Windrush: Lessons to be Learned

Three men from the Windrush generation
Three men from the Windrush generation © Getty images

The review set up by the Home Office to learn lessons from the Windrush scandal has closed for receiving written evidence. The review, led by Wendy Williams QC, is a vital opportunity not only for the Home Office, but for politicians and society more generally to learn lessons.

But will they be learned? Not without a full and accurate accounting of the injustice and harm done.

That injustice and harm does not begin with a Conservative government coming to power in 2010. It stretches back decades.

People of the Windrush generation came to the UK as British subjects. They came with no less rights to come, go or stay than the British subjects then resident in the UK. This was changed by legislation that was expressly motivated by racism – a desire to curtail immigration to the UK by people on the basis of the colour of their skin.

In the course of implementing this racialised policy, thousands of British subjects who had come from the Caribbean and other parts of the Commonwealth were effectively stripped of their British nationality.

While successive Acts of Parliament created schemes by which people could register – first as citizens of the UK and Colonies, later as British citizens (a status only introduced in 1983) – many people were not informed of what was being done to them. Those who did know and wished to register to retain their British nationality still had to deal with the bureaucracy and pay a fee.

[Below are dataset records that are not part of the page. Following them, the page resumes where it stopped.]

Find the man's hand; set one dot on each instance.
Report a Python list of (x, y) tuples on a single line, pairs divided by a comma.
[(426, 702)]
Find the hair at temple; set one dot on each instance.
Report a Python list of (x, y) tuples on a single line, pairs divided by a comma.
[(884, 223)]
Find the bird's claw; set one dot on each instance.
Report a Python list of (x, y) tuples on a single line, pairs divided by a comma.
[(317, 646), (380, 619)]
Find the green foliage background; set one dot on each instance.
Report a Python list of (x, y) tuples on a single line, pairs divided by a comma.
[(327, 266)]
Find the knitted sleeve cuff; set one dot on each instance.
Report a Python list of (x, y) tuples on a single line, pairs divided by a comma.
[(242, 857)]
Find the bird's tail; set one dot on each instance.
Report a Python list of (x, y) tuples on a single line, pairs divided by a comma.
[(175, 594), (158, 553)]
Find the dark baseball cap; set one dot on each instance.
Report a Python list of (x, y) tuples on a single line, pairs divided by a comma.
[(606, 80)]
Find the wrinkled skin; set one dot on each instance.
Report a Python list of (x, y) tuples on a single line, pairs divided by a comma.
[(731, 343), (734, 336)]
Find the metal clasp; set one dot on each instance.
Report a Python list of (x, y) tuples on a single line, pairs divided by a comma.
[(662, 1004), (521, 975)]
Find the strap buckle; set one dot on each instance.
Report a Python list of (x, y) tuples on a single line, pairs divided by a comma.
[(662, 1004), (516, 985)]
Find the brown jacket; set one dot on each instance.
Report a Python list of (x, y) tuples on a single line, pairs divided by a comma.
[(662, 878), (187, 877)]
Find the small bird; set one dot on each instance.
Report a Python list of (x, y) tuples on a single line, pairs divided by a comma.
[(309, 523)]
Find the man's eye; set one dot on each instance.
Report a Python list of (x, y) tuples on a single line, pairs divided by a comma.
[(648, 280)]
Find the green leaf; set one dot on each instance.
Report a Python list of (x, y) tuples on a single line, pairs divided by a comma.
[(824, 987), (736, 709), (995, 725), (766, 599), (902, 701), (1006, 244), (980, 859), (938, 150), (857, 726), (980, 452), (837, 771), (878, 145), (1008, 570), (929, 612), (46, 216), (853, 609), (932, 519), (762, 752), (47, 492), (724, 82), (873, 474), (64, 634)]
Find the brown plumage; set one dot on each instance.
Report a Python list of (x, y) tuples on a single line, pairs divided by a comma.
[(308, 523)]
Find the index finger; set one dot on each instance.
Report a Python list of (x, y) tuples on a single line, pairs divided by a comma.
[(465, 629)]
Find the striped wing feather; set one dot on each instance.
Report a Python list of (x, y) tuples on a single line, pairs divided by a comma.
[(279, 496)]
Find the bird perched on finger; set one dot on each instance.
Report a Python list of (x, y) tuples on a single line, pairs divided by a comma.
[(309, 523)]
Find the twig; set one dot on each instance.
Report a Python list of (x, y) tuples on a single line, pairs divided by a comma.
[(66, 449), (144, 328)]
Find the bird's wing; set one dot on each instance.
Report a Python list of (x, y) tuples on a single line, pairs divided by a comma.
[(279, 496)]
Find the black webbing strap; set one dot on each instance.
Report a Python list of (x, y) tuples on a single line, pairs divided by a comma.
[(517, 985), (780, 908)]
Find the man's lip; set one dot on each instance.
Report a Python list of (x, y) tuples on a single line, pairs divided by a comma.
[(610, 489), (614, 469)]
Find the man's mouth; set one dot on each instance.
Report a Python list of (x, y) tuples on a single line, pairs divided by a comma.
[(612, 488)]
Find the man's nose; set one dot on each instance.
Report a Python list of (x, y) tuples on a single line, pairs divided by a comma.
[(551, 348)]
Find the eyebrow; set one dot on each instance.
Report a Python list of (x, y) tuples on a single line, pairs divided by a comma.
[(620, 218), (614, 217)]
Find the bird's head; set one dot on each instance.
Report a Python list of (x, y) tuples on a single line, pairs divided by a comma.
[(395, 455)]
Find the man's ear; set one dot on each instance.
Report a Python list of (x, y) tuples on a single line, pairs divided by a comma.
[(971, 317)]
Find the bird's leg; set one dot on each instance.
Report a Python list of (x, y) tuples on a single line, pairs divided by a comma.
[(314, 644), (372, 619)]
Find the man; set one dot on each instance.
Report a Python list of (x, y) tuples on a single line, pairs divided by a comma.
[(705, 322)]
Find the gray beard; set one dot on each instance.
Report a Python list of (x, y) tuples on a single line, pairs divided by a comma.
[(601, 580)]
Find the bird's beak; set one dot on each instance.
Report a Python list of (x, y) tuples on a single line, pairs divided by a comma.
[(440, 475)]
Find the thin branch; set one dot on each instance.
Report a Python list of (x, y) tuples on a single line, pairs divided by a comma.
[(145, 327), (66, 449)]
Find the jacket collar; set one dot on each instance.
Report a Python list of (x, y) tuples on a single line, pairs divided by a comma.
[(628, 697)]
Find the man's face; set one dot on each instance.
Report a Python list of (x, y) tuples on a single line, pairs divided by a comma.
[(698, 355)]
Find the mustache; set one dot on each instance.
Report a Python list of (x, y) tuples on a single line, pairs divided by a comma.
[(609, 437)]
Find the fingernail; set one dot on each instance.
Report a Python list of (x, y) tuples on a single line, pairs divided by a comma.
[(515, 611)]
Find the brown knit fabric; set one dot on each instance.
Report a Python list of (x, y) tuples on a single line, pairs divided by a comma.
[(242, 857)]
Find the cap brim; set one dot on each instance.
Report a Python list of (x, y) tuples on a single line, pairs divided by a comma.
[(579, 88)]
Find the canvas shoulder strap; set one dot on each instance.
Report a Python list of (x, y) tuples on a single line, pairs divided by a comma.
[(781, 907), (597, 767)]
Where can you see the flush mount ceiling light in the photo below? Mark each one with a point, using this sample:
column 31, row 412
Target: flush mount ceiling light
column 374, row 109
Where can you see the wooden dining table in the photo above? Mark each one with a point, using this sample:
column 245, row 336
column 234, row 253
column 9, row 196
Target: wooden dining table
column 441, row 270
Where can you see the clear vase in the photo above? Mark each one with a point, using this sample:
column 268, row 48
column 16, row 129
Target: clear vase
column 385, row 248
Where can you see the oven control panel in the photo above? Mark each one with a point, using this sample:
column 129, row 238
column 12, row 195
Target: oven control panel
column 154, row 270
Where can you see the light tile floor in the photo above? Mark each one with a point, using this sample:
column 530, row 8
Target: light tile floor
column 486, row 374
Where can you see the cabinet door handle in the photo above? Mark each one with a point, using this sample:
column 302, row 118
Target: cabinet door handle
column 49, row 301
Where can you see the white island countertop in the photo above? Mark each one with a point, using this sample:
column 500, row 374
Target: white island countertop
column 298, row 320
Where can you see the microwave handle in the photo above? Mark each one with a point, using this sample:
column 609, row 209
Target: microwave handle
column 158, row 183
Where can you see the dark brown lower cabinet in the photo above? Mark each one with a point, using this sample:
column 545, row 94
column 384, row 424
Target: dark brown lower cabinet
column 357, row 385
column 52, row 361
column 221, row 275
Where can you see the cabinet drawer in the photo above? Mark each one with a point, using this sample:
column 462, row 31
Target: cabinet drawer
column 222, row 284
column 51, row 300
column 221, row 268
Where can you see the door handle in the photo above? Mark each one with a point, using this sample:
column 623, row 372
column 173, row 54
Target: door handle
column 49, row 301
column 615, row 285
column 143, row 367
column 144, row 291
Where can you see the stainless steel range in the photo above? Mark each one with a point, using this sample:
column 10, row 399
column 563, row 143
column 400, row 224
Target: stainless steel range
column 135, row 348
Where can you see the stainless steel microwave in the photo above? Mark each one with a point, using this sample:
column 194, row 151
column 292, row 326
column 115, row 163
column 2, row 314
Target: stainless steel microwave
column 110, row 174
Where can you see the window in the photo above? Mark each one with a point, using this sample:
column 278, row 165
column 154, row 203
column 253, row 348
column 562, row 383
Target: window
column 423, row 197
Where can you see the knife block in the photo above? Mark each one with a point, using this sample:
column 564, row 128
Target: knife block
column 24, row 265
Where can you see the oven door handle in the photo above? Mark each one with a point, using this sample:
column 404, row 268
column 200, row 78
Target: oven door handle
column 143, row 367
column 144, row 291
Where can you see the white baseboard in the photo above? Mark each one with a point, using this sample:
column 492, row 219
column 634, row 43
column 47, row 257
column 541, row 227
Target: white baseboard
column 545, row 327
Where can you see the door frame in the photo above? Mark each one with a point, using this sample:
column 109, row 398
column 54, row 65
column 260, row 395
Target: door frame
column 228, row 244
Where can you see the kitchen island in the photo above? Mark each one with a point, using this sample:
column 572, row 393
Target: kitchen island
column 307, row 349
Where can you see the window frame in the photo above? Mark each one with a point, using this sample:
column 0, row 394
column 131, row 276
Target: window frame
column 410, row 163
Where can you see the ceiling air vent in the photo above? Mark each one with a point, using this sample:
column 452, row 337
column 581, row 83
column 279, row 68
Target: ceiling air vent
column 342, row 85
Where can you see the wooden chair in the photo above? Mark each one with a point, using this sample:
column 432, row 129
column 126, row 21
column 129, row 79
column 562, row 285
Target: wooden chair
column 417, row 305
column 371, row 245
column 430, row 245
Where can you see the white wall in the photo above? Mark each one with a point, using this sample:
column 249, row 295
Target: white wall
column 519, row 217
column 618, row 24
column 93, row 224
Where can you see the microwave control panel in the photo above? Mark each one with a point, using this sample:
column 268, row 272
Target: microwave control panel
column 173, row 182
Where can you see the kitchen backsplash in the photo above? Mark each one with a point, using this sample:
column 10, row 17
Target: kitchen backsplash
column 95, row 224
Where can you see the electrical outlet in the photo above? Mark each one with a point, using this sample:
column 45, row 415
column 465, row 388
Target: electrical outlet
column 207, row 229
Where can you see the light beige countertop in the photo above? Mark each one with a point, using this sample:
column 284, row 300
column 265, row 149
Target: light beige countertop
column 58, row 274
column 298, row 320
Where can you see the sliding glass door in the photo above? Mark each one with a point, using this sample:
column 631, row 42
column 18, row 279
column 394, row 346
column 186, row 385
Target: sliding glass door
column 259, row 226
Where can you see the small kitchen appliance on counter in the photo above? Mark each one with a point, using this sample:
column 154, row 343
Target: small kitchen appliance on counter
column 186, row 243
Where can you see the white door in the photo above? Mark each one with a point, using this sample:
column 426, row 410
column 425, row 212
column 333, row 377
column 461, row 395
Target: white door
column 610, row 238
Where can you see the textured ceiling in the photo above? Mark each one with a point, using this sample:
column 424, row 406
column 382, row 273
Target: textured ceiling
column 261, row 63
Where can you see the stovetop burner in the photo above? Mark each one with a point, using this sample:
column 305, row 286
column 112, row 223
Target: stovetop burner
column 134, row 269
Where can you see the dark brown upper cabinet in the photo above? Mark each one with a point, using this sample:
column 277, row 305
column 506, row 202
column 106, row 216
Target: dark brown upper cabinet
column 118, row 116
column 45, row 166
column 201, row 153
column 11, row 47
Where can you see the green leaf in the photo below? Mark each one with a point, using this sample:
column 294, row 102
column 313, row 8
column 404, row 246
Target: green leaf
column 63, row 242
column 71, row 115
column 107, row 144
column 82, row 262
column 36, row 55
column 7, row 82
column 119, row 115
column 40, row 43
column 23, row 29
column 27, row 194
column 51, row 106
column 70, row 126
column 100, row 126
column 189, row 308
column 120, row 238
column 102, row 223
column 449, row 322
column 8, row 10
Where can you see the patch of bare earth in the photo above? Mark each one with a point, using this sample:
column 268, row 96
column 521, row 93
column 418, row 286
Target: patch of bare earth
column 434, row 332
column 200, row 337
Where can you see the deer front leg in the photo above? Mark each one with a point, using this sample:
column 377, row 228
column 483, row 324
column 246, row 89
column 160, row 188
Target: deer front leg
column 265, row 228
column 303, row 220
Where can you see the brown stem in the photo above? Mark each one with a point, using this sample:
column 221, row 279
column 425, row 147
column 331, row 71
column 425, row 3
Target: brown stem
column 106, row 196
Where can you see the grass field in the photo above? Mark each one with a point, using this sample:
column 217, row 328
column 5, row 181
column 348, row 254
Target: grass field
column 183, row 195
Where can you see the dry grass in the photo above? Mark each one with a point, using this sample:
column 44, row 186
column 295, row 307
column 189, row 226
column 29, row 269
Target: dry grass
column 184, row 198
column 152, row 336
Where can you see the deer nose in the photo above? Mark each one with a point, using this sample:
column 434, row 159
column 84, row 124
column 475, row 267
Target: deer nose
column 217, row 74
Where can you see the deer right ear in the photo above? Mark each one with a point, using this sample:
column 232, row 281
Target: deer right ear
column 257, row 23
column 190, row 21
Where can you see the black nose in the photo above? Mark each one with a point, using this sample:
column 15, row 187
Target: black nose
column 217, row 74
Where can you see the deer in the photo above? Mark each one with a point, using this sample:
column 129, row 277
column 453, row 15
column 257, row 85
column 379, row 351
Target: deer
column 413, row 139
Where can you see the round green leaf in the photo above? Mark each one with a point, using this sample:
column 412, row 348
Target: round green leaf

This injustice to people who lost their British nationality in this way were meant to be lessened by a guarantee in UK immigration law recognising these people as settled in the UK and entitled to stay or come and go as freely as any British citizen.

But injustice was then added to injustice by effectively reneging upon even that mitigation. Firstly, by changing the laws in 1988 to impose a time limit on people’s absence from the UK after which their rights as settled in the UK would be lost. 

Secondly, much later, by the combination of several factors. These include the introduction of identity cards for non-British and non-EU citizens living in the UK; increased political fervour surrounding immigration and the creation of widespread gatekeeping of access to basics – such as the opportunity to work, rent accommodation, access social welfare and receive healthcare. 

Many people – not only Commonwealth citizens – became increasing caught up by all of this. No care was taken to assess who would be affected or how, still less to ensure people would not be harmed. And so people were robbed of their jobs and homes, refused support and healthcare, and detained, deported and refused return to the UK, the country of their home.

While all this was done, Ministers and Parliament systematically removed the very safeguards that might have protected people, whom the Home Office had long decided it no longer cared about. Legal aid was cut and appeal rights were removed. Yet, the Home Office remained the beneficiary of wide exemptions from race equality safeguards.

Even after so much injustice and harm done to people of the Windrush generation has been exposed, Ministers and Parliament continue protecting the Home Office. In May, they even gave sweeping powers to the Home Office to exempt itself from data protections necessary to ensure people are not improperly treated as without rights to be in the country.

By legislation and policy, Ministers and others, have created and sustained a culture at the Home Office that disdains people subjected to its powers – whether or not it is even lawful to treat them as subject to immigration controls.

This is dreadful. And there is little if any fundamental change to any of it. Even the specific measures introduced to right some of the wrongs that have been done to Commonwealth citizens continue to perpetuate injustice by failing to recognise people’s legal entitlements.

More generally, the focus of political rhetoric, purpose and policy remains very much unchanged. The reckless and damaging obsession with so-called ‘illegal immigration’ with no understanding of what the term means in practice or principle continues. Meanwhile Ministers and parliamentarians protest, wrongly, that what happened to the Windrush generation was both mistake and distinct from this.

Amnesty’s submission to the review charts much of what has happened in seeking to bring greater understanding and recognition of how deep and long-rooted is the Windrush scandal. This is necessary, because so many people continue to be harmed by systemic injustice and racism in the UK’s nationality and immigration systems.

We wish Wendy Williams and her team well with her review. But we know that truly facing up to what is so terribly wrong is going to take courage, determination and a willingness to see the fullness of the scandal – something that very many people have so far failed or refused to do.